I want to be able to search through all the elements in the two lists and if the string member of an A object is a sub-string of the string member of a B object I want it to do something.
What I've got below is fine if the lists are quite small, but if the lists are large it can take a long time.
Is there a way to make this faster. I've been thinking about using dictionaries in some way because they have fast lookups but I cant figure it out.
This is what I have so far.
class A:
def __init__(self, x):
self.string = x
class B:
def __init__(self,x):
self.string = x
list_of_A_objects = get_large_list_of_A_objects()
list_of_B_objects = get_large_list_of_B_objects()

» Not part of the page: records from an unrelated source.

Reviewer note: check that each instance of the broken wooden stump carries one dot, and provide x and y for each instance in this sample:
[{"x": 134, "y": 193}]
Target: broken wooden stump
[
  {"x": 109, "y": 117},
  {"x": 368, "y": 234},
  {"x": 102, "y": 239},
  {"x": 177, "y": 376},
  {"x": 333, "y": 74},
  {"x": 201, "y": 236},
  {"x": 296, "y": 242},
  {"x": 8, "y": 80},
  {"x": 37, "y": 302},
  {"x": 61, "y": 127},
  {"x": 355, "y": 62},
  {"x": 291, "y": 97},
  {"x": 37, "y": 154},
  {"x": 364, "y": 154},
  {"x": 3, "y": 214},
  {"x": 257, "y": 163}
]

for A_object in list_of_A_objects:
for B_Object in list_of_B_objects:
if A_object.string in B_Object.string:
do_something()
Upvotes: 4
Views: 295
Reputation: 32392
Here's a python implementation using a dictionary. First convert one of the lists into a indexed by its object's strings
a_map = {}
for A_object in list_of_A_objects:
a_map[A_object.string] = A_object
Then for each object in the other list, check whether the object's string exists in the dictionary (in constant time), and if so do_something
for B_object in list_of_B_objects:
if B_object.string in a_map:
do_something(a_map[B_object.string])
This assumes that each A_object has a unique string. If that's not the case then you can make the values of a_map an array of objects instead of a single object.
Upvotes: 0
Reputation: 133975
One thing you can do is create a single string from the B objects. While building that, you also create a list of indexes, so you know the index of each string in the larger string. See the code below.
Note that I'm not a python programmer, so you'll have to interpret my pseudo-code.
BStrings = ""
list_of_Indexes = new list of int
for B_object in list_of_B_objects
list_of_Indexes.Add(length of BStrings)
BStrings = BStrings + B_Object.string + newline
Now, you can search the BStrings string for each A_object. If the string is found, the function returns the index of where it was found in the string. You can then binary search the list_of_indexes to determine which B_object contains that string.
This doesn't really change the complexity of the operation (it's still MxN, where M is the number of objects in the A list, and N is the length of the B list), but searching a single string for substrings will be faster than looping over the B list because it avoids the overhead of setting up the search.
If even that is too slow, then you'll want to use something like the Aho-Corasick string matching algorithm. There's probably a decent Python implementation available.
Upvotes: 2